I've worked on a large federated IP reputation system. It sounds like a great idea, but does not work in practice.

The main problem is that it's just too hard to map different kinds of abusive/non-abusive actions to a shared scale. The model here seems to be basically a boolean OR: if anyone flagged an IP as bad, it's marked as bad in the data set. Let's say that you're running a shop and detect a bunch of fraudulent transactions for expensive items, and add the IPs to the list. What can somebody else using this list for say spam-filtering comments to a web forum do with your data points in isolation? Not much, because the action you're protecting is rare, high impact, and unlikely to have FPs so the threshold where you'd mark the IP as abusive would be very different than for the spam-filter use case.

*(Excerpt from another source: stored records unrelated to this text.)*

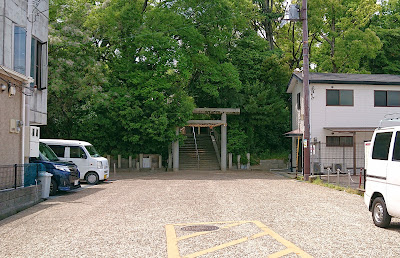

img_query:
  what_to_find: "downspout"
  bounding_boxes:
[1,0,7,65]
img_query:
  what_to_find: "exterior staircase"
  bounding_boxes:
[179,134,220,170]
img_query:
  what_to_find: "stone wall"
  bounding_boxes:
[0,185,42,220]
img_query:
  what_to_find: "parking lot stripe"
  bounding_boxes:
[268,248,293,258]
[253,221,312,257]
[165,221,312,258]
[165,225,180,258]
[185,237,249,258]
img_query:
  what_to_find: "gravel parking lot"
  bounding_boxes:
[0,171,400,257]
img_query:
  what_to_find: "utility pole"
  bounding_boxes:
[301,0,310,181]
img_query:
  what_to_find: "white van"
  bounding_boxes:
[40,139,109,184]
[364,126,400,228]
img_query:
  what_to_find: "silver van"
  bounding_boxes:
[40,139,109,184]
[364,126,400,228]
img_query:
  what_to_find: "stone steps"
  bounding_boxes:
[179,134,220,170]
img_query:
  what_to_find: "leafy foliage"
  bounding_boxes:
[43,0,400,156]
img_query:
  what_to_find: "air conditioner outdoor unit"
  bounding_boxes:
[332,163,343,173]
[25,126,40,157]
[313,162,321,174]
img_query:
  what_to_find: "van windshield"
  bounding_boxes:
[85,145,100,158]
[39,142,59,161]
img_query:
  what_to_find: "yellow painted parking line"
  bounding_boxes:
[268,248,293,258]
[165,225,180,258]
[165,221,312,258]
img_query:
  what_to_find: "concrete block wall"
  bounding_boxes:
[0,185,42,220]
[260,159,287,171]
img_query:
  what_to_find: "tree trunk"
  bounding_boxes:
[264,0,274,50]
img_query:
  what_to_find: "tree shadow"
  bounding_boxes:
[0,185,106,227]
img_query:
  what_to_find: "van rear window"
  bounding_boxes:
[372,132,392,160]
[392,132,400,161]
[49,145,65,158]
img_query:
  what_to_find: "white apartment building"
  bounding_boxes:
[287,73,400,173]
[0,0,49,165]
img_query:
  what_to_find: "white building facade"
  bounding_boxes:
[0,0,49,165]
[287,73,400,174]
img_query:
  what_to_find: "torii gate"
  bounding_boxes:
[172,108,240,171]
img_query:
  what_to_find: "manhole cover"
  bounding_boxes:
[181,225,219,232]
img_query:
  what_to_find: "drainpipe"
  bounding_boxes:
[2,0,7,65]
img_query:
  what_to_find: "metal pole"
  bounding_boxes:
[301,0,310,181]
[14,164,18,189]
[353,132,357,176]
[221,113,227,171]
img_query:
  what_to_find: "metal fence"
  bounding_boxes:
[0,164,45,190]
[311,142,365,188]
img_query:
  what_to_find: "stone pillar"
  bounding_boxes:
[172,127,179,171]
[168,143,174,169]
[221,113,227,171]
[149,155,154,170]
[247,153,250,170]
[139,154,143,168]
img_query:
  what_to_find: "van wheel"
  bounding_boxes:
[372,197,392,228]
[50,179,58,195]
[85,172,99,185]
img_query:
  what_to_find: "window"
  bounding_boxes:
[393,132,400,161]
[326,90,353,106]
[297,92,301,110]
[372,132,392,160]
[374,90,400,107]
[50,145,65,157]
[31,38,45,90]
[14,26,26,74]
[69,146,86,159]
[326,136,353,147]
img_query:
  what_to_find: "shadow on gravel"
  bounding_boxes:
[110,170,290,181]
[387,222,400,233]
[0,186,107,227]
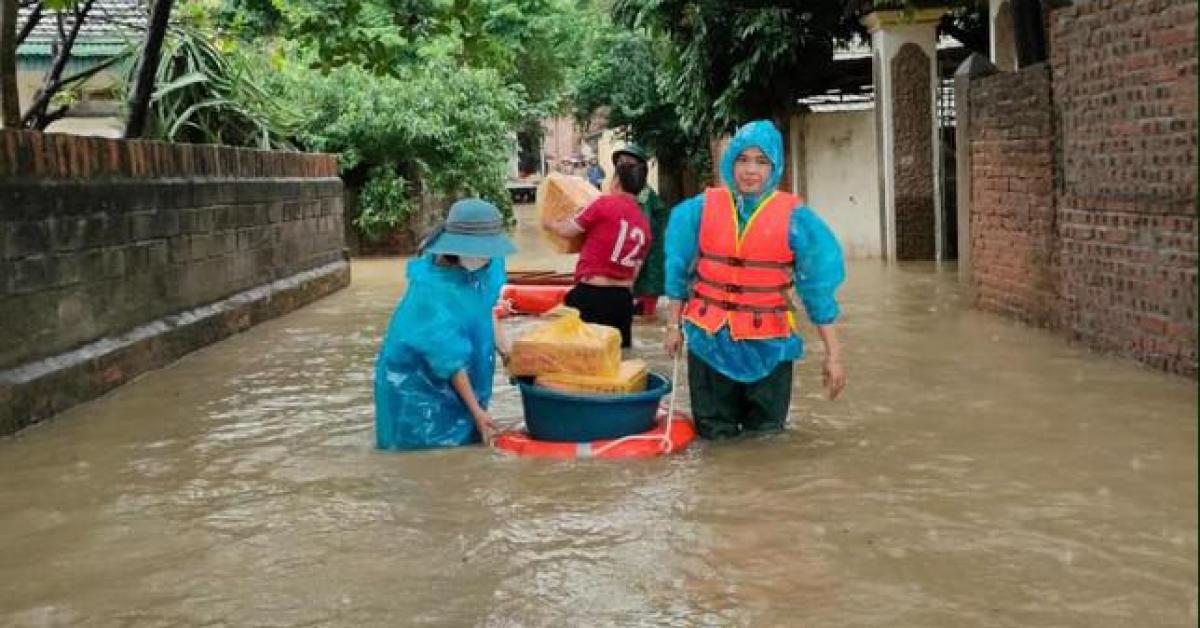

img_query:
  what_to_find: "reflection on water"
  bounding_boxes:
[0,207,1196,627]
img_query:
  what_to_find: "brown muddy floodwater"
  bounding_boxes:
[0,205,1198,627]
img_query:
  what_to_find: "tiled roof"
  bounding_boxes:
[17,0,149,49]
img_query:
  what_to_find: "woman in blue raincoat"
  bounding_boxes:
[374,198,516,449]
[665,120,846,438]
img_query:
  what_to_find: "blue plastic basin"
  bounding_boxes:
[517,372,671,443]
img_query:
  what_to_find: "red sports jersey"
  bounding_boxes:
[575,195,650,281]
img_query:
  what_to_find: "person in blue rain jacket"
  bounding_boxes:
[374,198,515,449]
[665,120,846,439]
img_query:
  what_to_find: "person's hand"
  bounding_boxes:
[821,358,846,401]
[475,409,496,447]
[662,323,683,358]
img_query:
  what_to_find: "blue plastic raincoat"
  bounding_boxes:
[374,255,505,449]
[665,120,846,383]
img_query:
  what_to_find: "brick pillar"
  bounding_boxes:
[863,8,946,261]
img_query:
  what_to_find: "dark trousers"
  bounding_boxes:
[563,283,634,347]
[688,353,792,439]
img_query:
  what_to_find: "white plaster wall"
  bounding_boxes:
[803,109,883,258]
[871,17,942,261]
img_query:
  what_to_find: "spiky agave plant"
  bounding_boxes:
[138,25,304,149]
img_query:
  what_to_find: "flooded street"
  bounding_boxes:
[0,210,1198,627]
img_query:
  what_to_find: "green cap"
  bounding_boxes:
[612,142,649,167]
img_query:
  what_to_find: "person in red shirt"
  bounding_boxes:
[542,153,652,347]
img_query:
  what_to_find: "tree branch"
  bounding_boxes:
[20,0,95,128]
[17,2,42,46]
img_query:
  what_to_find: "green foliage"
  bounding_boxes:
[144,0,606,235]
[571,29,704,165]
[280,57,520,234]
[140,25,302,149]
[613,0,853,134]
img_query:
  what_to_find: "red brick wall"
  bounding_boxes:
[971,0,1198,377]
[970,65,1057,325]
[1050,0,1196,376]
[0,130,337,180]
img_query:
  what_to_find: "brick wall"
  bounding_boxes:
[1051,0,1196,376]
[0,131,343,369]
[0,130,349,433]
[970,65,1057,325]
[971,0,1198,377]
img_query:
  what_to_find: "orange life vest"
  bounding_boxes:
[684,187,802,340]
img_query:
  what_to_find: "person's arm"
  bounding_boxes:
[492,316,511,366]
[817,323,846,401]
[662,195,704,358]
[787,207,846,399]
[450,370,496,444]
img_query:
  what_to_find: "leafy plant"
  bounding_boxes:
[139,25,304,149]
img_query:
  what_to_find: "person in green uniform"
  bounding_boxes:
[612,143,671,317]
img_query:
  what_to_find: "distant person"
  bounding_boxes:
[612,143,671,317]
[665,120,846,439]
[374,198,516,449]
[588,160,604,190]
[542,153,654,347]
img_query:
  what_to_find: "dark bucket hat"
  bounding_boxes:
[612,142,649,166]
[420,198,517,257]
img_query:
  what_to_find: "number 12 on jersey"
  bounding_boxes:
[608,219,646,268]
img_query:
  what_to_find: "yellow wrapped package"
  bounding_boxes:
[536,360,647,395]
[538,172,600,253]
[509,307,620,377]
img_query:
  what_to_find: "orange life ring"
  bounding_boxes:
[500,283,571,315]
[492,408,696,460]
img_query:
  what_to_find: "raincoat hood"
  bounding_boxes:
[721,120,784,196]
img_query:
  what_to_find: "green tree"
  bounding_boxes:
[613,0,986,143]
[570,28,707,204]
[284,55,520,238]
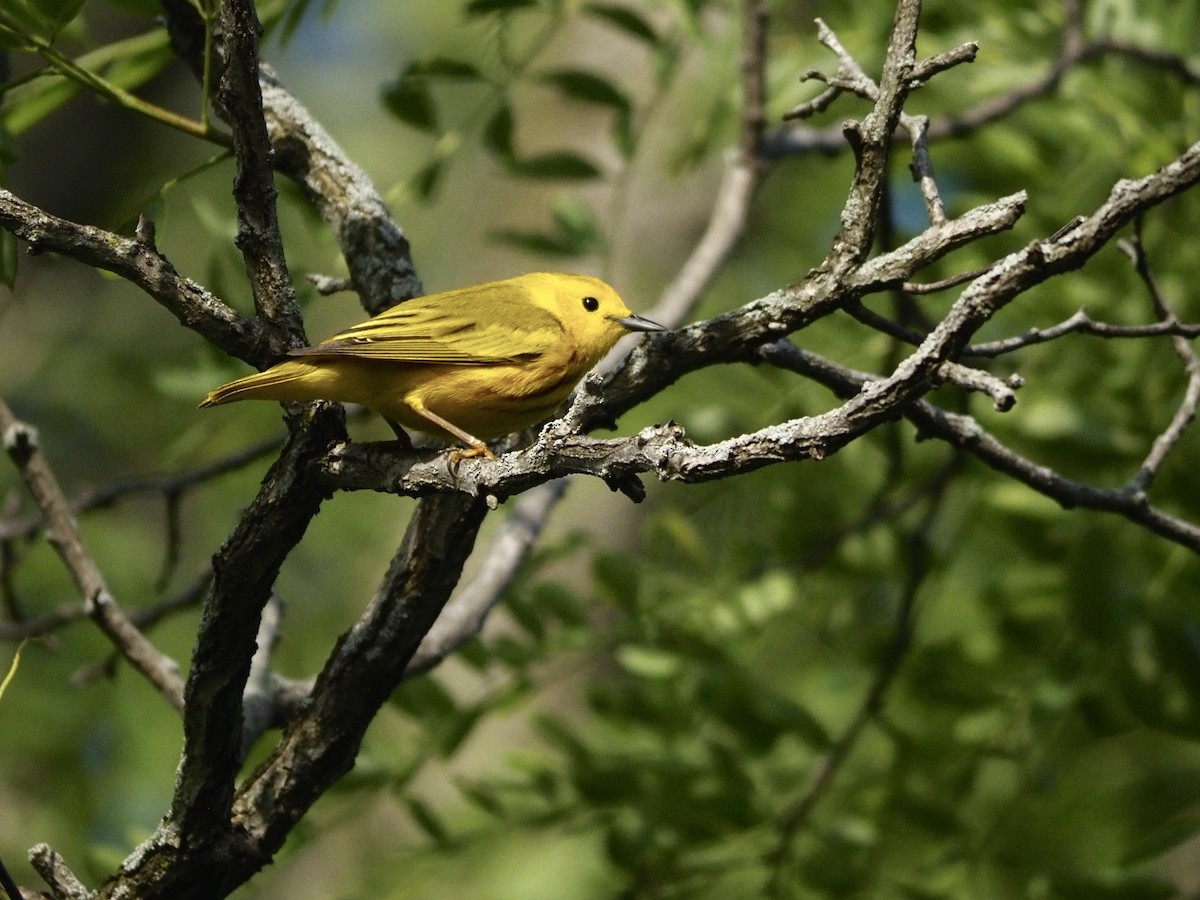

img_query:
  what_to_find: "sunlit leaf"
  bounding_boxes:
[383,66,438,131]
[583,4,659,44]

At a minimum you'd need all the client of the IP reputation signal to also share the positive reputation signals, not just the negative, and to export some forms of volumes or ratios of good and bad traffic. But it'll still be really hard to combine those reports to a single verdict that's generally useful.

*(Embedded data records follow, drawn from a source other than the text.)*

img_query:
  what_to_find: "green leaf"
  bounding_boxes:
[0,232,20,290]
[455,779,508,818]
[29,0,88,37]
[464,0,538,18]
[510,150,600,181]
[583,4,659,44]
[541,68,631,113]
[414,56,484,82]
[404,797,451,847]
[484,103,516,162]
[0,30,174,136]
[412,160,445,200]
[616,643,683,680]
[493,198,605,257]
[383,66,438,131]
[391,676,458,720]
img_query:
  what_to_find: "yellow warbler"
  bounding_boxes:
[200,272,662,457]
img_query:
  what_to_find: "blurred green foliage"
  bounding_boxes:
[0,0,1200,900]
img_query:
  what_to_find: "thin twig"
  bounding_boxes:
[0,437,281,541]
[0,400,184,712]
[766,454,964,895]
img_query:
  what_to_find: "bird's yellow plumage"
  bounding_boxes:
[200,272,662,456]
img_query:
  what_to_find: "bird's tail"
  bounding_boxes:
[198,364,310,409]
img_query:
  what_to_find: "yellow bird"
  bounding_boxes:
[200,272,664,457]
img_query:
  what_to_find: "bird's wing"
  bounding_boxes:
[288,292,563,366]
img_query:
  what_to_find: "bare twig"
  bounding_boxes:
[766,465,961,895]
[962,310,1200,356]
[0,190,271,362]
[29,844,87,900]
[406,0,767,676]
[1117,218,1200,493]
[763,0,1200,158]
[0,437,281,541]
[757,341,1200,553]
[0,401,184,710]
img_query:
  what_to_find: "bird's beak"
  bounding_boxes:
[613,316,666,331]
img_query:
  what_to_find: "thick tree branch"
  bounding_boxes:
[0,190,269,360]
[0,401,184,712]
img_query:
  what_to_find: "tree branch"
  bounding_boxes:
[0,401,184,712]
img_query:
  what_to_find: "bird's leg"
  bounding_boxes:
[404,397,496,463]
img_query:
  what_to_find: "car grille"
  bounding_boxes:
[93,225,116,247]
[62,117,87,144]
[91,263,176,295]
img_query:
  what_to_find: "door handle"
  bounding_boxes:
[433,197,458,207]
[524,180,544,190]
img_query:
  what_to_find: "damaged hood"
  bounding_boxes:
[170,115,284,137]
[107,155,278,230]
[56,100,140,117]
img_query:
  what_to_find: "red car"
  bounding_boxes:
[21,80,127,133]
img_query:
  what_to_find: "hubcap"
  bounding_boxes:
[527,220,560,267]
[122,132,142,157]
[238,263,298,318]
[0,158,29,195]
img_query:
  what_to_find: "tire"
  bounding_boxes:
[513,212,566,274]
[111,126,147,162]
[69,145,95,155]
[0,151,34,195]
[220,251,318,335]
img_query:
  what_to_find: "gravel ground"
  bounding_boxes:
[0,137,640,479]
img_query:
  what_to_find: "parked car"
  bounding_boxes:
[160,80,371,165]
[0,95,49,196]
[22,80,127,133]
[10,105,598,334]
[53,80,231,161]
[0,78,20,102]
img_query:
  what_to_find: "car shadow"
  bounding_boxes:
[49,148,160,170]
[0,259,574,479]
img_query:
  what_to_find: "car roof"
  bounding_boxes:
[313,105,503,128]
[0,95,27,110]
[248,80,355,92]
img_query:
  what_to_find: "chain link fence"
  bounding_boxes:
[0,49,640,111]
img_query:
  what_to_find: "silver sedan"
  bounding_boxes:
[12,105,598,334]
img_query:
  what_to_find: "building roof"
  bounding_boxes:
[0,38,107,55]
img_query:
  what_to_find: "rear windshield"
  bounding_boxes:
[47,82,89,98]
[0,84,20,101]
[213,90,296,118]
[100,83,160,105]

A secondary problem is that different kinds of abuse don't even correlate particularly well. Let's say that you've got an IP address sending SMTP spam; the odds are that this IP will not be doing ssh credential stuffing, credit card fraud, mass-scraping, traffic pumping, warez distribution, or DDOS attacks.

The classic SMTP IP blocklists work only because everyone using them is using them for the same purpose, and is as such on a shared scale, and there is a high likelihood of the same abusive actor attacking multiple different organizations. Your example would fit that as well, and doing reputation for that one domain would actually tractable unlike federated cross-domain IP reputation.


> whatever "why don't you just" you're about to reply with,

I love that you added this. So many armchair experts with brilliant solutions to problems they know nothing about.


It is arrogant to assume that if you haven't found a solution then nobody will. (trust expert when they say something can be done, ignore them if they say it can't be done, just do it)


Nobody is assuming that. The arrogance is when people with no knowledge of the people, systems, or problem at hand jump in as though they’re experts. It happens all the time here (hell I’m guilty myself)


It is also arrogant to assume you can find a solution in a few minutes after reading a HN comment when an entire team couldn’t think of one in years.


> an entire team couldn’t think of one in years

There's literally no other solution for customer verification other than an automated phone call into third world countries with corrupt telcos?

We clearly aren't talking about the engineering team here.


There are clearly other constraints involved that we don’t know.


'I could fix it over a weekend' is pretty much the motto of this page.


These two smug all-knowing above comments aside, how do you actually get charged money for dialling numbers that don't exist?


They do usually exist. They answer immediately and than play the "it is ringing"-sound forever.

(Some SIP providers allow you to disallow expensive numbers to be called and/or state the minute costs before the call starts (giving you time to hang up.))


> They answer immediately and than play the "it is ringing"-sound forever.

Except that clearly is a number which exists? One that answers, GP isn't fighting 1980's phreakers with a bluebox, they are using Twilio, Signalwire, etc to make automated verification calls/sms for a very large company as far as I understood it. The call being answered is baked entirely into your programmatic logic.

Unless I'm missing some niche telco semantics or lingo here? Or they are rolling their own?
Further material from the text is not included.